Wells Fargo’s model divides the world’s top economies into three global trade blocs. The U.S.-led bloc includes most of the Western Hemisphere, as well as allies in Asia and the Middle East. China’s bloc is made up of Russia, much of East and Central Asia, top African economies, and selected countries in Latin America and the Middle East. The EU bloc, the smallest, includes the European Union, the United Kingdom, and several nearby nations including Norway, Switzerland, Turkey, and Ukraine.

The analysts argue that the roots of deglobalization lie in escalating geopolitical and economic tensions—particularly between the U.S. and China. These frictions are prompting the EU to increasingly consider its own distinct geopolitical and economic path, further entrenching the tripolar world order.

Wells Fargo assumes Trump’s trade policies will survive legal scrutiny, with the average tariff stabilizing at around 14%. Though this is lower than earlier proposals, it still marks a significant jump from the 2.3% average tariff rate at the end of 2024. In their scenario, they analyze data from 100 countries covering 97% of global GDP and 93% of global exports, splitting them into the three blocs accordingly.

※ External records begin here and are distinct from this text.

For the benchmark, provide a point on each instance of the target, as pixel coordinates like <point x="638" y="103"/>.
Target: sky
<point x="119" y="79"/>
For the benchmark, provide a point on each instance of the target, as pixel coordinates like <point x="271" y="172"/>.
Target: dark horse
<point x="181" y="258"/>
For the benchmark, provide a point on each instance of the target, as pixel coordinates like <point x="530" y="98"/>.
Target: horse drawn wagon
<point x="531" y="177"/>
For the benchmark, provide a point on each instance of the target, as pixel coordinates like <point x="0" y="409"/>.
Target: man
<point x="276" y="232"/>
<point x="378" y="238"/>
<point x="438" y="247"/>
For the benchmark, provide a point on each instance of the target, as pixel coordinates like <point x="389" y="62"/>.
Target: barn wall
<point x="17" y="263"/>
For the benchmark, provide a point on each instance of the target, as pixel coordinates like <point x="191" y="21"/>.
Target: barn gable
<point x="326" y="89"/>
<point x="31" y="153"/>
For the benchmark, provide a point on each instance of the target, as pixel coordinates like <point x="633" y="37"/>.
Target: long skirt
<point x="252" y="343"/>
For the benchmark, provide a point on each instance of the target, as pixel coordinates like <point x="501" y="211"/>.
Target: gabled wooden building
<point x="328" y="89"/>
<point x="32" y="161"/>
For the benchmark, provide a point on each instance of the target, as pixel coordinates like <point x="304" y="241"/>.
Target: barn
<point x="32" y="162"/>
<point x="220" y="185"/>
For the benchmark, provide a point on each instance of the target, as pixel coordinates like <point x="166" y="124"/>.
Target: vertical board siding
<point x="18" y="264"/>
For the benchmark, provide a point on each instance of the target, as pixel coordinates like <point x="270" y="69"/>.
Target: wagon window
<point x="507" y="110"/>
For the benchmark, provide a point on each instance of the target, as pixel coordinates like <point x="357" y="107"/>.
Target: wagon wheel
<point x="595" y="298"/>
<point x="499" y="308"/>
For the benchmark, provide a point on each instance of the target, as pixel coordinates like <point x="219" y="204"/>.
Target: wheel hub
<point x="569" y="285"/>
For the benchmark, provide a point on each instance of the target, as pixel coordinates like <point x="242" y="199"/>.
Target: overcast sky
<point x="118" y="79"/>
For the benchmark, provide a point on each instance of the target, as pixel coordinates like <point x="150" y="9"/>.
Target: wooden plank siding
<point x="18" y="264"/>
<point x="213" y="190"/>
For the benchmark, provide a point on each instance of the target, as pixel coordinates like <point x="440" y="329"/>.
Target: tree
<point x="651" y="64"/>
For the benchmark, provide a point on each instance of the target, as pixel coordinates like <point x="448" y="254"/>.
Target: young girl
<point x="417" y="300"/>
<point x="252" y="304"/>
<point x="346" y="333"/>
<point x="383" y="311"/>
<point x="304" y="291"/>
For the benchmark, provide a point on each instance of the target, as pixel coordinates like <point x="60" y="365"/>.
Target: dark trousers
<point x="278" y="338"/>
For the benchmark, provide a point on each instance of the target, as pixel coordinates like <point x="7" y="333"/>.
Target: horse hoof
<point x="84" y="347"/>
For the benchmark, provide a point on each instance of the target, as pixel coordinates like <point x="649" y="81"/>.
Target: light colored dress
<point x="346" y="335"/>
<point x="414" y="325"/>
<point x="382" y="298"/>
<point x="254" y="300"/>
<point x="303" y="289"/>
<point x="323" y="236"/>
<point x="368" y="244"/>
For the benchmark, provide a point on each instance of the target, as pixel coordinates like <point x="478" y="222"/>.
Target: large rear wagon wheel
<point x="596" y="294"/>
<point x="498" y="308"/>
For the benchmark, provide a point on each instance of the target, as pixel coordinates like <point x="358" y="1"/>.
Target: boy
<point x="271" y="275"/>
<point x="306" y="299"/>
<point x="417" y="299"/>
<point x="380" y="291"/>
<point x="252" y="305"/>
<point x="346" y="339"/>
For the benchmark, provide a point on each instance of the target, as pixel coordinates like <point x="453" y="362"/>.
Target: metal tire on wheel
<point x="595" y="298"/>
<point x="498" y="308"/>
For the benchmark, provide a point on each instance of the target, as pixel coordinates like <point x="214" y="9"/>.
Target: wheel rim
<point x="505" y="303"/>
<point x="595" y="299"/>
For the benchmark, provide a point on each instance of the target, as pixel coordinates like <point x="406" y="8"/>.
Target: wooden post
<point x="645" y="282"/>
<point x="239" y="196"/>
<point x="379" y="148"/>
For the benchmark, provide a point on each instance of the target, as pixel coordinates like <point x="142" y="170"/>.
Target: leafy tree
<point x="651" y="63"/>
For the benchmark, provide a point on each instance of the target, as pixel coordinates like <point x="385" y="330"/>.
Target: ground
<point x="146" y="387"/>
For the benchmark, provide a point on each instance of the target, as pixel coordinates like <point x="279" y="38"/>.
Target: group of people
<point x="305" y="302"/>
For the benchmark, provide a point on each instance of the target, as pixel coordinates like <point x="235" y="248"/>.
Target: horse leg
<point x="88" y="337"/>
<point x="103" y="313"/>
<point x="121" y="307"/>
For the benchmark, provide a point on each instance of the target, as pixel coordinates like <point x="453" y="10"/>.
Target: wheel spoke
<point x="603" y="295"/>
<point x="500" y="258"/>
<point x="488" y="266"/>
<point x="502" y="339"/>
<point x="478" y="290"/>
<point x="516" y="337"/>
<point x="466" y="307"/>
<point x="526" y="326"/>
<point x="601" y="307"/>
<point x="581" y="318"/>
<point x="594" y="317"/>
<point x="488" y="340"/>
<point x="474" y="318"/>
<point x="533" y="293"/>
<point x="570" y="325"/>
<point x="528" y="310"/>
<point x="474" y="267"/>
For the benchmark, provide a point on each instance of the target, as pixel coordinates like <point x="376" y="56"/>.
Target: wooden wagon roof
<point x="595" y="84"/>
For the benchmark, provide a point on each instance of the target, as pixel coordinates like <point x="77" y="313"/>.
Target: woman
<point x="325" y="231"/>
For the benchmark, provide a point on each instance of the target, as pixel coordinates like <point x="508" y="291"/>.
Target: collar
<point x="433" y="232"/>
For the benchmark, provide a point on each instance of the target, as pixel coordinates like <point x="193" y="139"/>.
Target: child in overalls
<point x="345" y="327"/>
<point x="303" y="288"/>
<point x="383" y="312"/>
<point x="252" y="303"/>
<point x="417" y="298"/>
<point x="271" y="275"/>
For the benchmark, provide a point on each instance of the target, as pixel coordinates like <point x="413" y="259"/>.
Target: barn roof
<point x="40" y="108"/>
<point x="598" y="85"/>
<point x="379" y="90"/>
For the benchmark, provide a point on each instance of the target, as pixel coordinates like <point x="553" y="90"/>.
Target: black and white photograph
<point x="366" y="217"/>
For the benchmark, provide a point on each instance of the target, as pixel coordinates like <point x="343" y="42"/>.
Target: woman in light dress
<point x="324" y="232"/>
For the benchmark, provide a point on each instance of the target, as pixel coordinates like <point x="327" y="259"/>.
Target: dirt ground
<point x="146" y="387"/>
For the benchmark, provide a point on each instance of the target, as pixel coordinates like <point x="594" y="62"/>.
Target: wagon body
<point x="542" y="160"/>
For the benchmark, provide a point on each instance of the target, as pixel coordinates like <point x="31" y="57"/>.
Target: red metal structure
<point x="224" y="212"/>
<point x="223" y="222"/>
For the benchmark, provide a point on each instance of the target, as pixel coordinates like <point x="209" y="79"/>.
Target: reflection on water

The economic impacts of this shift to global trade blocs are substantial. In a world where each bloc imposes a 15% tariff on the others, global GDP growth between 2025 and 2029 is projected at just 9.1%, compared to 11% under a free-trade scenario. This slower growth represents a cumulative global GDP loss of about $3.8 trillion over five years, equivalent to $1,800 per household of four. According to the Oxford Global Economic Model used in the analysis, the sharpest economic pain would be felt in the first two years, with the global economy never fully recovering to its original growth trajectory during the forecast period.

Ultimately, the rise of global trade blocs signals a dramatic reconfiguration of the global economic order, with long-lasting consequences for growth, diplomacy, and the structure of international trade.